CD shop chain filing for bankruptcy after succumbing to rising rents and poor business
By Shuli Sudderuddin
It has been a mainstay in the music retail industry here for more than 20 years, but Sembawang Music Centre will soon sing its swansong.
The plug is being pulled after the CD shop chain succumbed to rising rents and poor business.
Said owner and founder Dave Boo, 56: ‘We’ve liquidated the company and are filing for bankruptcy. Right now, all our energy is on clearing our stock and making as many sales as we can.’
He declined to say how much he owes creditors, adding only that it is very little.
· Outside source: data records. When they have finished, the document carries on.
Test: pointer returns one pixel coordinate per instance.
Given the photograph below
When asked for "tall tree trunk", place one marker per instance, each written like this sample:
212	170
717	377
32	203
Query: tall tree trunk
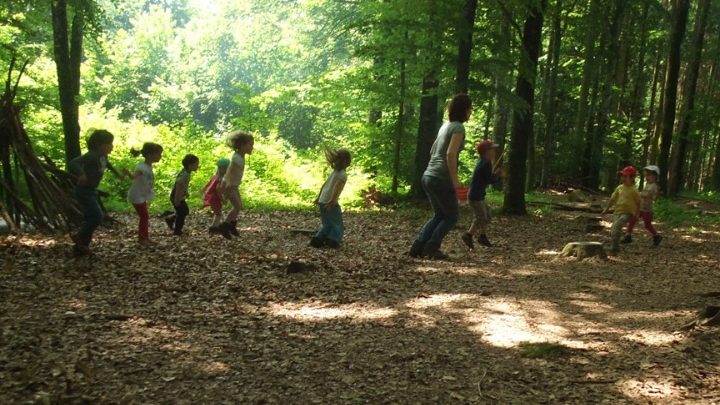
677	33
502	78
523	119
466	27
589	68
550	94
427	130
607	97
68	57
401	121
686	116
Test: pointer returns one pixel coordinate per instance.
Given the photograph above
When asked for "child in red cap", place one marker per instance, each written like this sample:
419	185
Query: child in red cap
483	175
625	202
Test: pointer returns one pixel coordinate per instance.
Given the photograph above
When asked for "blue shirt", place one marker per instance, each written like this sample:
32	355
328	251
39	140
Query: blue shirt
482	177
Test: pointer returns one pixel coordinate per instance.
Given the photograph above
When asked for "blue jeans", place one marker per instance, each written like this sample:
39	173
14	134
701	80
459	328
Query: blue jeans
443	200
332	223
92	213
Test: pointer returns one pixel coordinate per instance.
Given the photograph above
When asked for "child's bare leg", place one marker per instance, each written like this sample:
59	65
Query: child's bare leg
217	218
234	197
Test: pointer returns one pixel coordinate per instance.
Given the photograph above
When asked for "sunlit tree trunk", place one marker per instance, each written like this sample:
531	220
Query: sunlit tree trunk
677	175
523	118
465	33
68	57
550	93
677	33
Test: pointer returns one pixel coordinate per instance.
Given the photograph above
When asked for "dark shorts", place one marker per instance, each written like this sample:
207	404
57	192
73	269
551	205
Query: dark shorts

Sembawang’s three outlets at Raffles City, Thomson Plaza and Plaza Singapura are holding sales touting 75 per cent savings.
The outlet at Plaza Singapura will be the last to close, in a few weeks’ time.
Mr Boo started the company in 1986 at age 33 as he was an avid music lover.
It was a small record store in Sembawang, patronised largely by soldiers from New Zealand who were stationed nearby.
Over time, the business grew. In 2004, Sembawang Music Centre was Singapore’s largest music retail chain, generating about $20 million in turnover.
That year, it became a listed company.
At its peak, it had 24 outlets.
Looking back, Mr Boo said: ‘We expanded too fast. In about 2005 or 2006, I bought the business back from the oil and gas company which owned it.’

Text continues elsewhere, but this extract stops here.